BCL2 speelt
een belangrijke rol in de regulering van apoptose in normale en maligne cellen.
In lymfoplasmacytische cellen van patiënten met Waldenströms macroglobulinemie
(WM) is overexpressie van BCL2 gezien. Venetoclax is een BCL2-antagonist, en
zet in vitro WM-cellen aan tot apoptose. Een multicenter fase 2-studie in de Verenigde
Staten heeft venetoclax monotherapie voor eerder-behandelde WM geëvalueerd. Dr.

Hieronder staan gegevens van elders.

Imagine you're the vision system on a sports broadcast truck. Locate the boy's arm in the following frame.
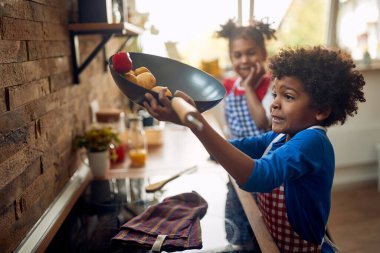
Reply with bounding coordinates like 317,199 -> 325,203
144,91 -> 254,185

Jorge Castillo (Dana-Farber Cancer Institute, Boston MA) en collega’s
publiceren de studie in het Journal of Clinical
Oncology.1
De studie
includeerde 32 patiënten, onder wie 16 die eerder BTK-remmers hadden gekregen.
Alle patiënten hadden de MYD88 L265P-mutatie,
en 17 patiënten hadden ook CXCR4-mutaties.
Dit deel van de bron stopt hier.